The patch does not check the return code of nanosleep; I could add code to nanosleep again for the remaining time in the case of an interrupt, but didn't think it was necessary. I could also change it to use clock_nanosleep, which would allow for more absolute timing.
Please let me know what you think.
- pthread_create() is pretty much a no-go.
Use Win32 apis instead (CreateThread() and WaitFor*)
- The shared data structure should be modified with atomic accesses only. (Or use a criticalsection if possible.)
However, I do not know if we can have additional threads at all in a Win32 process without confusing the win32 processes, or if this needs to be solved differently (APC?).
Ciao, Marcus
- The shared data structure should be modified with atomic accesses only. (Or use a criticalsection if possible.)

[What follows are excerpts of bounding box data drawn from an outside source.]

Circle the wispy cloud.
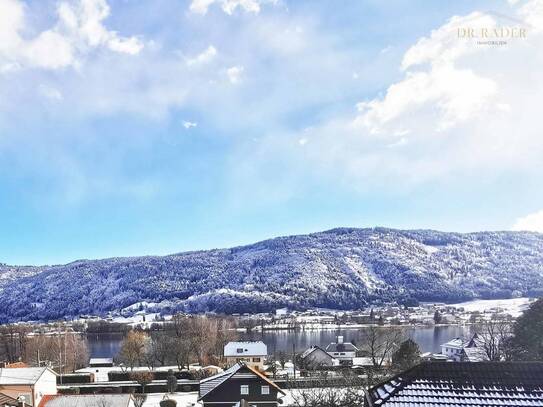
[0,0,143,71]
[512,210,543,233]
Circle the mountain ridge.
[0,227,543,322]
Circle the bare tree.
[118,331,149,370]
[473,319,513,361]
[291,372,364,407]
[362,325,405,368]
[130,371,154,393]
[25,331,89,373]
[132,394,147,407]
[0,324,31,363]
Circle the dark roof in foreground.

According the this website, Windows updates the times too frequently to use a critical section:
http://www.dcl.hpi.uni-potsdam.de/research/WRK/2007/08/getting-os-informatio...

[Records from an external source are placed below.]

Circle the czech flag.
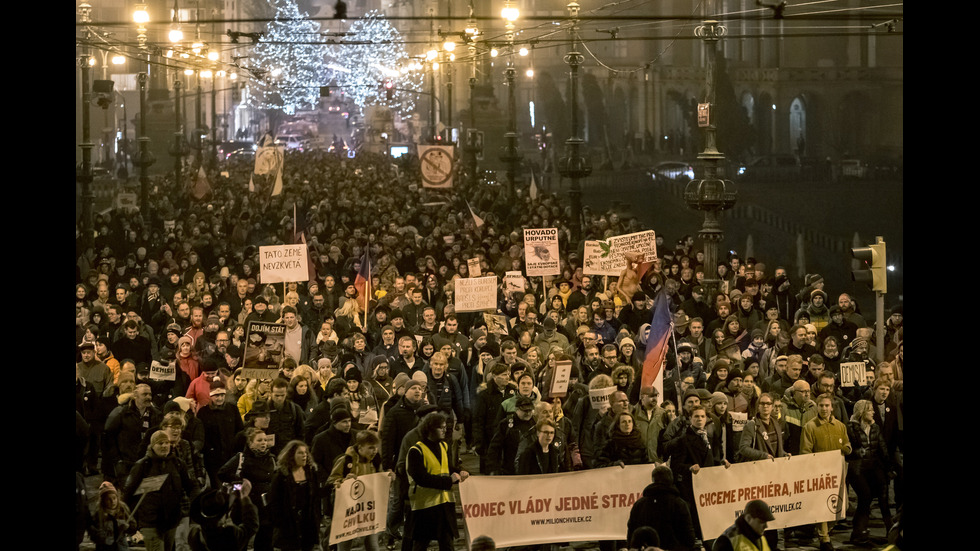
[640,291,674,402]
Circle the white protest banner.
[259,243,310,283]
[453,275,497,312]
[504,270,525,293]
[589,386,616,410]
[150,360,177,381]
[524,228,561,276]
[459,465,653,548]
[551,360,572,398]
[694,451,847,539]
[242,321,286,369]
[466,258,483,277]
[330,472,391,545]
[582,230,657,276]
[728,411,749,432]
[840,362,868,388]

The values are written in the order High2, Low, High1. Applications read them in the reverse order; as long as the two High values are the same, the composite value is considered correct. This is a fairly common algorithm for detecting clock tick without atomic operations or critical sections.
I could certainly use atomic operations for each of the 32-bit word writes. But since Windows apps expect the word write order, I don't think it's necessary or advisable to do 64-bit atomic ops.

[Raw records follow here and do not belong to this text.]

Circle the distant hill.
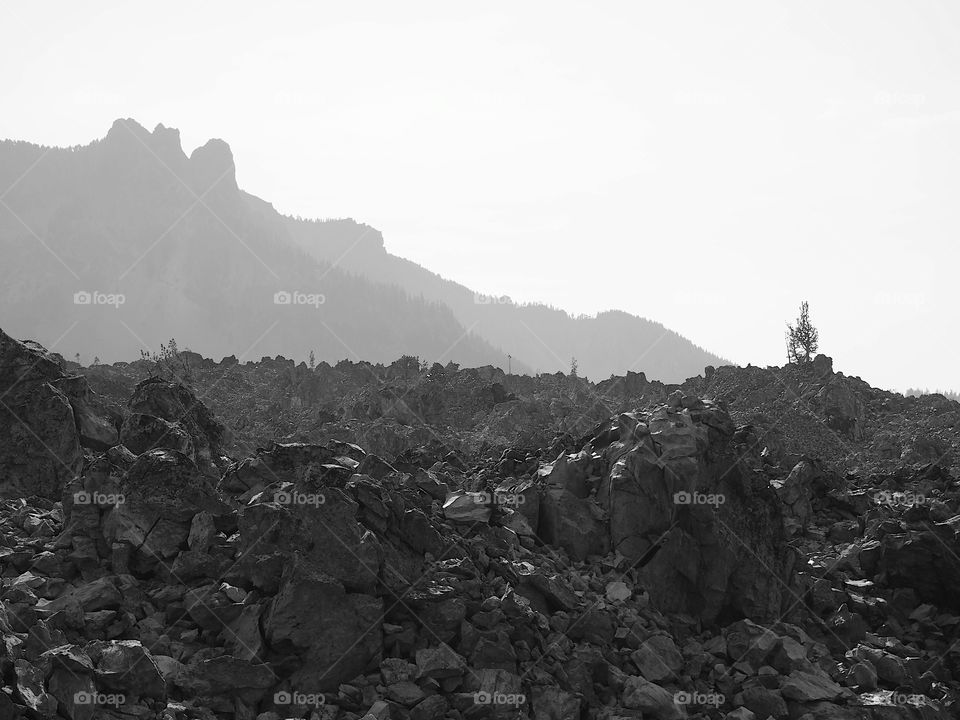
[0,120,724,381]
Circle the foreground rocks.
[0,334,960,720]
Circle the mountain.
[0,120,723,381]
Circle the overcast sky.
[0,0,960,389]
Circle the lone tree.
[787,300,820,363]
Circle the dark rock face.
[124,377,229,477]
[539,398,787,623]
[0,331,118,497]
[0,344,960,720]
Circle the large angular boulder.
[598,398,789,623]
[103,450,225,559]
[127,377,230,477]
[860,515,960,612]
[0,331,83,497]
[238,485,382,592]
[0,330,119,499]
[263,553,383,692]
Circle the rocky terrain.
[0,334,960,720]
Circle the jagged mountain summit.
[0,120,723,382]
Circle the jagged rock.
[120,413,195,459]
[622,676,687,720]
[128,377,230,477]
[531,687,580,720]
[598,406,787,622]
[630,635,683,683]
[263,554,383,691]
[13,660,58,717]
[443,492,492,525]
[54,375,122,451]
[104,450,223,559]
[86,640,167,700]
[416,643,466,680]
[780,670,843,702]
[239,485,382,592]
[538,488,610,561]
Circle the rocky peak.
[190,138,237,192]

However, I do not know if we can have additional threads at all in a Win32 process without confusing the win32 processes, or if this needs to be solved differently (APC?).
A previous version of my patch used NtTimer/APC:
http://bugs.winehq.org/attachment.cgi?id=39308
The APC code is commented out but still present in that version of the patch.
It did not work, by which I mean SW:TOR did not successfully login. It was clearly the best solution, so I'd be happy to return to it if we can make the callback times more precise.
cheers,
Joey
However, I do not know if we can have additional threads at all in a Win32 process without confusing the win32 processes, or if this needs to be solved differently (APC?).
A previous version of my patch used NtTimer/APC:
I'm attaching a cleaned up version of my APC code. It does get called regularly:
000f:fixme:thread:update_shared_data_time 129768277137647820 0041:fixme:win:GetWindowPlacement not supported on other process window 0x90076 0036:fixme:d3d:query_init Unhandled query type 0xc. 000f:fixme:thread:update_shared_data_time 129768277137814980
Though the interval is not exactly 15.600 ms, as it is with a separate thread and nanosleep.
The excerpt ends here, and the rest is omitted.